Spatially, the Maharaja’s house is the inner building, which has remained intact with the new building made around it, abutting it. This allowed the old and new buildings to connect at the ground floor and first floor, with the roof of the old building becoming a courtyard for the upper floors. The distinct personality of the owner shines through spaces like the Regimental Rooms, inspired by the Maharaja’s army training. One artwork behind the bed in this room is an imaginary embroidered coat of arms made by an artisan in Banaras. This piece exemplifies how the idea of craft was pushed by giving the artisan an opportunity to create first-of-a-kind work, which he took great pride in, keeping the artwork and remaking it later. The building’s extensive terrazzo floors, made in Bikaner, are another example of how craft was pushed.

Another distinct space in the hotel is the Deep Red Office, inspired by the aforementioned photograph of the Maharaja. This room became aspirational, allowing guests to imagine themselves as the Maharaja. Geetanjali further adds, “Can you imagine an office which is completely red, is cultural yet has a clean design. A clean lined, modern, leather upholstered teak sofa sits in complete contrast in a cultural setting. This layered juxtaposition is seamlessly done throughout the property and creates magic. Guests can imagine themselves as a modern Maharaja being welcomed in his home and discover layered experiences.” The spatial experience is further enriched by how the services blend into the overall narrative and design. Ayush emphasises this by sharing how “a simple greeting, Jai Jai, itself makes the space distinctive.”

Redefining Experiential Luxury 

Both the projects have received international recognition and are much loved by visitors, reminding them of their own homes. Remarkably, the project achieved breakeven in its first year despite challenges such as limited connectivity to Bikaner, with only one operational flight of Alliance Air, which affects the hotel’s pricing potential. Ayush and Geetanjali Kasliwal share that one of the best compliments the hotel has received came from their daughter, who said “Mujhe Bikaner vaale ghar jaana hai” (“I want to go to the house in Bikaner”).
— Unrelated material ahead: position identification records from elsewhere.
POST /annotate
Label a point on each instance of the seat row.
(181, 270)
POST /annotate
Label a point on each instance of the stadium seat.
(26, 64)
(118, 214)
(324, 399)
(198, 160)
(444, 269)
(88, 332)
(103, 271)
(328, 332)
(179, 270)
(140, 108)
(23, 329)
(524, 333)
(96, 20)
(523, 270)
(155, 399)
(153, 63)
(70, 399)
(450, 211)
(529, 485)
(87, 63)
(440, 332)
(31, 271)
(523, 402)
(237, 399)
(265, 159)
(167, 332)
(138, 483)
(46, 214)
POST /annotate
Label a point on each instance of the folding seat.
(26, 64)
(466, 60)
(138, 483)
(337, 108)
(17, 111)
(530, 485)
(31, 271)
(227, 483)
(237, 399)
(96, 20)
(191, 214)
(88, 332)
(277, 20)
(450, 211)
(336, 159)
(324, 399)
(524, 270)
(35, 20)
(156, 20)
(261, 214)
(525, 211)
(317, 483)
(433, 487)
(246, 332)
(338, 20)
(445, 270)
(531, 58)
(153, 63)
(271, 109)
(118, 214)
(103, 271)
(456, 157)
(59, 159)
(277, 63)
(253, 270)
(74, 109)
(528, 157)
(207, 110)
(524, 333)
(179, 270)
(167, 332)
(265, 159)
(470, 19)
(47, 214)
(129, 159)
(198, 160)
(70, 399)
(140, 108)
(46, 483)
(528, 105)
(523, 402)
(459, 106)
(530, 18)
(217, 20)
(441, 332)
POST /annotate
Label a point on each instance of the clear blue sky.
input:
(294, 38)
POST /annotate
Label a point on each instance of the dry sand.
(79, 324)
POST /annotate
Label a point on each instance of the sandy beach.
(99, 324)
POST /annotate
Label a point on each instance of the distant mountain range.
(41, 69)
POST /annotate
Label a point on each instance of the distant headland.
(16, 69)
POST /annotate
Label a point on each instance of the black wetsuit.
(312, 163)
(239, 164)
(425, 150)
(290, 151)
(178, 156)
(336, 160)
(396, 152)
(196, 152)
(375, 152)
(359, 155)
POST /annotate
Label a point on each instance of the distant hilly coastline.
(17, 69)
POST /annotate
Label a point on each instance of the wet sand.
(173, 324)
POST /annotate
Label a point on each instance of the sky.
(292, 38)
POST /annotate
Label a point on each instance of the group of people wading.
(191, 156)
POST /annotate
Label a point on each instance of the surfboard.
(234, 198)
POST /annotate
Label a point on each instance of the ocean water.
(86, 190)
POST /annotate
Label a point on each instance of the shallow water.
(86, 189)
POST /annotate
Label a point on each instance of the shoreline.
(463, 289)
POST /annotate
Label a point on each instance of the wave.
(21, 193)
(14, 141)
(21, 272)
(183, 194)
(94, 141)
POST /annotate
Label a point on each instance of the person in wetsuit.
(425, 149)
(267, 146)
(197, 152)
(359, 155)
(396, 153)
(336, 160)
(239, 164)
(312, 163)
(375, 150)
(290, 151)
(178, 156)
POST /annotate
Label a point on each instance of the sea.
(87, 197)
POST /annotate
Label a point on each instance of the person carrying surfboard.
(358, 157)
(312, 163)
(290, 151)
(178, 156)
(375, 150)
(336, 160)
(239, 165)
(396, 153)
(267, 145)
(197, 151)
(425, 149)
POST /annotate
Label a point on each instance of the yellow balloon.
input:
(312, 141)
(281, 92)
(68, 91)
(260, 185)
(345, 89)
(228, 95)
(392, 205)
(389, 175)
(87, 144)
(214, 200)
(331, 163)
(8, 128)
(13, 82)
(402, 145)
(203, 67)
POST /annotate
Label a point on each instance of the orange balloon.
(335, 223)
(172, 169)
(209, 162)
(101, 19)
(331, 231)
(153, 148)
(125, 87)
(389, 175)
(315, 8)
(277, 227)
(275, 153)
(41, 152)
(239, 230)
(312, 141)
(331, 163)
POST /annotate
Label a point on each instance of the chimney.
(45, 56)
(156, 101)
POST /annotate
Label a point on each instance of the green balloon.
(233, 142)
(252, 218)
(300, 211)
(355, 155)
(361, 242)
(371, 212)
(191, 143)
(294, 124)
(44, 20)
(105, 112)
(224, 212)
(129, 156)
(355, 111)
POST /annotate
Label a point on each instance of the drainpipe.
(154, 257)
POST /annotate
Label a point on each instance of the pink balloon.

This sense of home as a constantly evolving space is what they hoped to create. For instance, bright red cabinets with little vignettes of dolls line the corridors, which Ayush loves to arrange and rearrange on his every visit. He also shares, “Very often, we fall into the trap of making a space pretty or authentic to a certain time or period, but our homes are not like that. Our homes live across multiple times and this is the great realisation we had.” 

Pushing boundaries through creativity and a shared purpose is crucial to the design process. Manvendra sees his role as a facilitator, bringing together passionate minds to collide, debate fiercely, and work beyond their individual biases. His aim is to inspire excitement about the end goal and allow something extraordinary that transcends the physical to emerge. Central to this process are questions like what story to tell about a region and how to create conditions that allow human potential to reach its fullest. He goes on to say that one is “bound to notice craft, story, and lineage in these spaces.”
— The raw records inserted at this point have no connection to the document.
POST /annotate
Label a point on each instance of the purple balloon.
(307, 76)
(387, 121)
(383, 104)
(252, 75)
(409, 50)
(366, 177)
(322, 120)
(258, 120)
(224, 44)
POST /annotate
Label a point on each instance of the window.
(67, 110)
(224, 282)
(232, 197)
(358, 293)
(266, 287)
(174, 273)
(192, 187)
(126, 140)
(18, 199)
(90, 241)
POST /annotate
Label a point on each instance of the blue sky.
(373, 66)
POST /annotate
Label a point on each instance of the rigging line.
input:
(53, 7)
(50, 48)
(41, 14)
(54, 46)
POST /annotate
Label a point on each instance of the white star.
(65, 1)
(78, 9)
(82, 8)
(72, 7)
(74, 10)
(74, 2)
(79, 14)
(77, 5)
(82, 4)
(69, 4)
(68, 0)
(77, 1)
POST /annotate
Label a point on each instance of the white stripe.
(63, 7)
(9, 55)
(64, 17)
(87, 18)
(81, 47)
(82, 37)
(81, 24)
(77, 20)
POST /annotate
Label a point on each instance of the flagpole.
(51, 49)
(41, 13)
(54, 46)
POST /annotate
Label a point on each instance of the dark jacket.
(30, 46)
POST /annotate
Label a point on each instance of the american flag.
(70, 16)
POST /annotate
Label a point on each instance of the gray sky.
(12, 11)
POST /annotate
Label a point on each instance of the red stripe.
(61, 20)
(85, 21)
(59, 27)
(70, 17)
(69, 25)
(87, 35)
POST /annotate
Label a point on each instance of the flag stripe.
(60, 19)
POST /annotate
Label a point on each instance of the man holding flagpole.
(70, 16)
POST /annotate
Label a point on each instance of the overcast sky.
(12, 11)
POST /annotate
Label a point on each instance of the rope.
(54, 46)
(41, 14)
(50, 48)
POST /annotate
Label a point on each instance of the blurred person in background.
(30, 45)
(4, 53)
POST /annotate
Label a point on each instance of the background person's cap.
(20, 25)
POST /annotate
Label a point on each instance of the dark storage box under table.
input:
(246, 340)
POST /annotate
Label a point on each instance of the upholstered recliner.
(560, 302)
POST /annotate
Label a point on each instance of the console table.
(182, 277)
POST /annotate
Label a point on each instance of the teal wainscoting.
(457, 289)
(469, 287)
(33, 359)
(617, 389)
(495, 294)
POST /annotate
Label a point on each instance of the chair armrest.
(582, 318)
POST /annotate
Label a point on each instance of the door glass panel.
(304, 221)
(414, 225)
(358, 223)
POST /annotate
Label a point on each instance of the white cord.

How can craft enable the transformation of the aesthetic and the craftsperson?
Ayush Kasliwal and Manvendra Singh on craft.
© ArchitectureLive!

Hotels, as spaces frequented by influential people, present significant opportunities for promoting indigenous local crafts. Projects like Narendra Bhawan and Suryagarh demonstrate how luxury hospitality can embrace indigenous community wisdom without compromising on opulence. They redefine luxury by emphasising experiential quality and cultural value, and creating deeper experiences within smaller spaces. These hotels shift the paradigm from aspirational to experiential and transformational. In contemporary times, while the craftsperson has not disappeared, the patron has, and such projects provide opportunities for patronage.

By valuing indigenous crafts and empowering local communities, they have the potential to usher in a new era in hospitality where luxury encompasses essentiality, homeliness, cultural richness and ecological responsibility, and where craft is not a product, but an element of care.